The deaths that have aroused suspicions include a man who was impaled on the spikes of an iron fence; a former Putin aide found in a Washington hotel room with blunt force injuries; and an ex-spy poisoned with radioactive tea.

British officials have not openly blamed the Russian government for the brazen assault on the Skripals in Salisbury. The father and daughter were found comatose on March 4 in the medieval city where Sergei Skripal had a home.

Author Joe Serio, who spent nearly 10 years with the anti-organized crime unit of Moscow's police and wrote "Investigating the Russian Mafia," said Britain is a popular destination for Russian émigrés because it's "the gateway to the West, the seat of the language, the seat of the empire, the seat of major finance."

None of that makes the country a perfect place to hide, though, Serio said.

"Russian leaders seem to go out of their way to get rid of anybody that seems to be in their way, someone who's betrayed them, someone who's interrupting the money flow," he said. "They just go wherever they have to go to get their guy."

Yvette Cooper, chairwoman of the U.K. Parliament committee that reviews police and intelligence matters, said a string of unexplained deaths must be re-examined in light of what happened to Skripal and his daughter.

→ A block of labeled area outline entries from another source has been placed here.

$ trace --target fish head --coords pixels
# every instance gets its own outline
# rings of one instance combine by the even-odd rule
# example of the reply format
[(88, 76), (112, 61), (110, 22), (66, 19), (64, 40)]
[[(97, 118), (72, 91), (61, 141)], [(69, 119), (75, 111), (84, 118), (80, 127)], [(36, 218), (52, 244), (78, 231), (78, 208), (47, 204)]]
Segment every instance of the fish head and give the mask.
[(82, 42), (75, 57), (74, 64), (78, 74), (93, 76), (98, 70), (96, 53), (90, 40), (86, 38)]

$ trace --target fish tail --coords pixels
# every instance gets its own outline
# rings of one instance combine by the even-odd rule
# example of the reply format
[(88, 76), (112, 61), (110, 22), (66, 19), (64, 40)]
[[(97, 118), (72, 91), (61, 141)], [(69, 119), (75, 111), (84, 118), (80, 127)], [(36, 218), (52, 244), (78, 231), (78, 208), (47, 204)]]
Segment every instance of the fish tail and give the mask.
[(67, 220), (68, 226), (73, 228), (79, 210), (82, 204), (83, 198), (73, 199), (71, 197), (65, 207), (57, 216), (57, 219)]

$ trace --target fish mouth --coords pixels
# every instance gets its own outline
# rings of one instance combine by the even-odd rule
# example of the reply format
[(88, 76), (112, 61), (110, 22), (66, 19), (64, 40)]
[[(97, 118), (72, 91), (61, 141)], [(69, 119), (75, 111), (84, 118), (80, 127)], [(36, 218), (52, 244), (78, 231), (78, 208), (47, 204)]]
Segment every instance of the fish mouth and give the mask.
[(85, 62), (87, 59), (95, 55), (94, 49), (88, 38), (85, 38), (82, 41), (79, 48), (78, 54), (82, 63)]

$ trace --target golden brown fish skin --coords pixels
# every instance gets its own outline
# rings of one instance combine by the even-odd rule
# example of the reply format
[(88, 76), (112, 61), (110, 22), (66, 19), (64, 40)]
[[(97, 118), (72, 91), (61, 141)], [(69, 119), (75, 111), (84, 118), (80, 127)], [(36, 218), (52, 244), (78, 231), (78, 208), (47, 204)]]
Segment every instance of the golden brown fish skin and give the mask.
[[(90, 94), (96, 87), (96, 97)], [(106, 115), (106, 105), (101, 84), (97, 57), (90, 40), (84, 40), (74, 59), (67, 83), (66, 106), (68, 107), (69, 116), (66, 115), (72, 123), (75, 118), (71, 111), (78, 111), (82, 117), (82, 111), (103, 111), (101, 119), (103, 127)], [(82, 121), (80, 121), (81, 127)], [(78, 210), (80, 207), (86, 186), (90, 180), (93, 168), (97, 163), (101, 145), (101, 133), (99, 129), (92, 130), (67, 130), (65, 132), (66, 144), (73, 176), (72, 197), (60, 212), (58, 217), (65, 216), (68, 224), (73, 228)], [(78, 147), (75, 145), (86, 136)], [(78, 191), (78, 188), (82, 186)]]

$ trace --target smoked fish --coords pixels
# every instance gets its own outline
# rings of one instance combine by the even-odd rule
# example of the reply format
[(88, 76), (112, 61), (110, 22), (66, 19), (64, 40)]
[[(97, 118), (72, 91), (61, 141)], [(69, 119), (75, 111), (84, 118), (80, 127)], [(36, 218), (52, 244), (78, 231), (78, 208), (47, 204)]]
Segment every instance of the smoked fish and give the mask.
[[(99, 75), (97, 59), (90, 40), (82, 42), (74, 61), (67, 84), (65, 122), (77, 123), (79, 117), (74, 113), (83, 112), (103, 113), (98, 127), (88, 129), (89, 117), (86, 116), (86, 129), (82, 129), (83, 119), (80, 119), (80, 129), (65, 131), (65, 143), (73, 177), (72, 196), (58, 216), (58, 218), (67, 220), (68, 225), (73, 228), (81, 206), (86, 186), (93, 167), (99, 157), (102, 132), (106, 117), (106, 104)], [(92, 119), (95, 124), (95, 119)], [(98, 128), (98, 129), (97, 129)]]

Cooper cited a 2017 BuzzFeed News investigation of 14 deaths that may have involved foul play. One was Scot Young's. He worked with Putin's critics before his body was found impaled on railings outside his London apartment in 2014. Police treated it as an apparent suicide, although the coroner said the evidence was inconclusive.

Of all the deaths that have set off alarms, the slow poisoning of former KGB agent Alexander Litvinenko's life is the best documented. Litvinenko, who had defected to Britain and publicly criticized Putin, died in November 2006, three weeks after drinking tea containing the radioactive isotope polonium-210.

While he wasted away on a hospital bed, the ex-spy blamed Putin. A decade later, a laborious public inquiry concluded he had been killed by Russia's security service, "probably" with Putin's approval.

Less clear is the 2013 death of Boris Berezovsky, an affluent Russian businessman who moved to Britain in the early 2000s and became an outspoken critic of Putin's policies.

Berezovsky was found dead on a bathroom floor at his home in southern England with a scarf around his neck. The coroner concluded it was impossible to establish whether the oligarch was killed or committed suicide.

Doubts also have surrounded the demise of Alexander Perepilichny, a businessman who testified against Russian officials accused of stealing $230 million from a London hedge fund. He died in 2012 while jogging near his rented home.

Two autopsies proved inconclusive. Colleagues think Perepilichny was poisoned with a difficult-to-detect plant. A coroner's inquest is underway, but no cause of death has been established.

In Washington, the District of Columbia's chief medical examiner concluded that accidental injuries received during days of heavy drinking killed former Putin aide Mikhail Lesin. Officials never explained how Lesin got the blunt force injuries to his head and body.

The military-backed investigation of the Skripal case has transformed Salisbury into a major crime scene. Forensics tents enclose key sites such as the grave of Skripal's son, who died last year, while police in hazardous materials gear search for clues.

British Foreign Secretary Boris Johnson has vowed to punish Russia if forensic evidence proves Kremlin involvement. But such proof could be hard to come by, Robin Niblett, director of the Chatham House think tank, said.

"The Russians have been very good at covering their tracks," he said. "And if you don't have clear evidence, what's the point of going into court?"

Meanwhile, a Russian state television anchorman has warned potential double agents they should expect a shortened life span in Britain.

"Alcoholism, drug addiction, stress and depression are inevitable professional illnesses of a traitor, resulting in heart attacks and even suicide," anchorman Kirill Kleimenov said.